Tuvimos tiempo también de catar la gastronomía típica del archipiélago: el potaje de verduras, el caldo de queso, alfonsiños con bugardos, quenefas de viejas…
Las hermosas estampas que ofrece la Isla del Hierro son incomparables. Declarada Isla Reserva de la Biosfera por la UNESCO, uno de los mayores tesoros de esta isla
son sus 800 conos volcánicos. Así, recién casados y enamorados hasta las trancas, admiramos la singular belleza de la Cueva de Don Justo (esta cueva cuenta con el conjunto de galerías
más grande del mundo: más de seis kilómetros de longitud).

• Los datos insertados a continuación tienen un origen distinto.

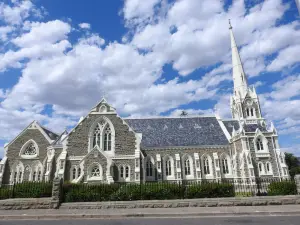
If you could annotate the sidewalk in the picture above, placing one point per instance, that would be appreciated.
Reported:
(53, 214)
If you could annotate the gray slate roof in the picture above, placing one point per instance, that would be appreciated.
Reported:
(229, 124)
(253, 127)
(50, 134)
(172, 132)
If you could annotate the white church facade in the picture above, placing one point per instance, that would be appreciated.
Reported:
(103, 147)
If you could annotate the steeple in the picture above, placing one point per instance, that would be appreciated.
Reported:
(239, 78)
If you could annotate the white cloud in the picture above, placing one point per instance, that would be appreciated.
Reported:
(286, 57)
(17, 13)
(42, 33)
(84, 25)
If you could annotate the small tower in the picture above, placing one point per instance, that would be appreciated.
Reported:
(244, 101)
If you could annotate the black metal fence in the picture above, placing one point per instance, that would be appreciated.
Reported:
(26, 190)
(178, 189)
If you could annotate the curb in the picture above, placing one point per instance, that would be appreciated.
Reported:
(122, 216)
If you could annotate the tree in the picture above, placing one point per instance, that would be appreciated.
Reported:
(292, 163)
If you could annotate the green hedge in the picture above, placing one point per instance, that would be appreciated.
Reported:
(27, 190)
(148, 191)
(210, 190)
(282, 188)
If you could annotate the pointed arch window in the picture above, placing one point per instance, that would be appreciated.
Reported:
(149, 168)
(74, 173)
(187, 167)
(259, 144)
(225, 166)
(168, 167)
(97, 136)
(29, 150)
(102, 134)
(206, 165)
(107, 139)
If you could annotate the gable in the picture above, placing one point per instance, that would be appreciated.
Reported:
(168, 132)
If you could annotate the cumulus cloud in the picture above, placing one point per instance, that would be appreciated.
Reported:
(72, 75)
(84, 25)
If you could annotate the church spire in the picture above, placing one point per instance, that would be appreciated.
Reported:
(239, 78)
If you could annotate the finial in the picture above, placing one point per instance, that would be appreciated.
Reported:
(230, 27)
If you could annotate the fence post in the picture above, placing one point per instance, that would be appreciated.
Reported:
(297, 180)
(56, 193)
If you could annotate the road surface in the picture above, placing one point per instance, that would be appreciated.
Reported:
(265, 220)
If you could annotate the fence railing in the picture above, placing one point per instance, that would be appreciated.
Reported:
(178, 189)
(26, 190)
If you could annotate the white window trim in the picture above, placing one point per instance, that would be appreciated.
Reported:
(91, 135)
(18, 167)
(270, 167)
(210, 174)
(124, 178)
(229, 174)
(21, 154)
(263, 172)
(191, 162)
(172, 176)
(151, 160)
(92, 178)
(264, 141)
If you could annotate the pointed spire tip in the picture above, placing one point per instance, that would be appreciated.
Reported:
(230, 27)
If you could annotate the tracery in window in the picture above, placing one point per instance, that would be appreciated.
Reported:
(95, 172)
(259, 144)
(187, 167)
(30, 149)
(149, 168)
(206, 165)
(107, 139)
(97, 136)
(225, 166)
(168, 167)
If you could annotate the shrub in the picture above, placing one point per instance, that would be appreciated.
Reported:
(210, 190)
(282, 188)
(32, 190)
(127, 192)
(88, 193)
(160, 191)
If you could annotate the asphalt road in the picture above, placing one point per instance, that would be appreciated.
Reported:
(266, 220)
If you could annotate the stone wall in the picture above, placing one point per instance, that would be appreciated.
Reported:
(79, 138)
(15, 147)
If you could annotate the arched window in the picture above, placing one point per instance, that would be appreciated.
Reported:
(206, 165)
(259, 144)
(126, 171)
(269, 168)
(17, 173)
(247, 110)
(39, 175)
(107, 139)
(79, 172)
(187, 167)
(102, 134)
(97, 135)
(168, 167)
(95, 172)
(30, 149)
(225, 166)
(122, 172)
(74, 173)
(34, 176)
(149, 168)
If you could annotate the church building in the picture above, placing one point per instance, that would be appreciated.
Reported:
(106, 148)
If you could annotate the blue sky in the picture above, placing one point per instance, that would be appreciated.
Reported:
(155, 57)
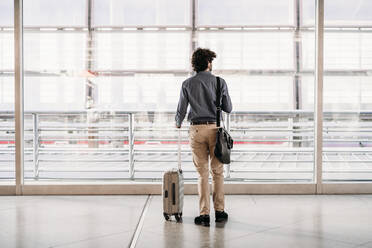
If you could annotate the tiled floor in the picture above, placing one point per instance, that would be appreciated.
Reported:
(255, 221)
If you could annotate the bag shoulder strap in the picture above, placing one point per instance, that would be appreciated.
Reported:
(218, 101)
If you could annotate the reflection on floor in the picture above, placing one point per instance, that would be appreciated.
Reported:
(255, 221)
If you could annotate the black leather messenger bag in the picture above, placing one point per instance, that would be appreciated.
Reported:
(224, 142)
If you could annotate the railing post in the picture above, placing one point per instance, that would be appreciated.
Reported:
(131, 145)
(318, 94)
(35, 119)
(18, 95)
(228, 129)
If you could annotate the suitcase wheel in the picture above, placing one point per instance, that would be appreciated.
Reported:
(178, 217)
(166, 216)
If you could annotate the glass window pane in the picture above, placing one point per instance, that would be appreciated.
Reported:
(245, 12)
(7, 51)
(142, 50)
(250, 50)
(6, 13)
(55, 13)
(342, 51)
(140, 92)
(340, 12)
(49, 93)
(260, 92)
(347, 116)
(141, 13)
(7, 123)
(54, 52)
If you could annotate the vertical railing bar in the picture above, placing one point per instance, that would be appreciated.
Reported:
(318, 112)
(35, 118)
(131, 144)
(228, 129)
(18, 101)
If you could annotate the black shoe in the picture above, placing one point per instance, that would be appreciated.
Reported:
(202, 220)
(221, 216)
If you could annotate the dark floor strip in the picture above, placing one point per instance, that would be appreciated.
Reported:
(139, 226)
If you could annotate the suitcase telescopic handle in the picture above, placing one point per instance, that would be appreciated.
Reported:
(179, 150)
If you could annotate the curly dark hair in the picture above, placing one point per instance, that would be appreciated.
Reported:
(200, 59)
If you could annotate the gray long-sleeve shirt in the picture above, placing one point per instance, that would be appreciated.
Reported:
(200, 92)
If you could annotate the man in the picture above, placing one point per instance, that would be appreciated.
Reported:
(200, 92)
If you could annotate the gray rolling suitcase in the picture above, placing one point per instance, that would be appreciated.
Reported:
(173, 189)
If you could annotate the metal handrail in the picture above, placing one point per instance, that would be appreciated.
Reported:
(292, 133)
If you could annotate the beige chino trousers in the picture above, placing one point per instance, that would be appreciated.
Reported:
(202, 142)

Como nido de amor, fue el Parador de Turismo del Hierro el elegido para ser testigo de nuestra pasional y romántica noche de bodas. Los alrededores de este encantador parador son como un paraíso terrenal, pues se erige, majestuoso, sobre la ladera de un volcán a pocos metros del mar.
Nunca olvidaremos nuestra estancia en la Isla del Hierro, no sólo porque haya sido el escenario de nuestra luna de miel, sino porque
nos permitió descubrir juntos el lugar más maravilloso que he visto en mi vida. Desde entonces, cada vez que podemos, realizamos una escapada romántica para perdernos por tierras canarias.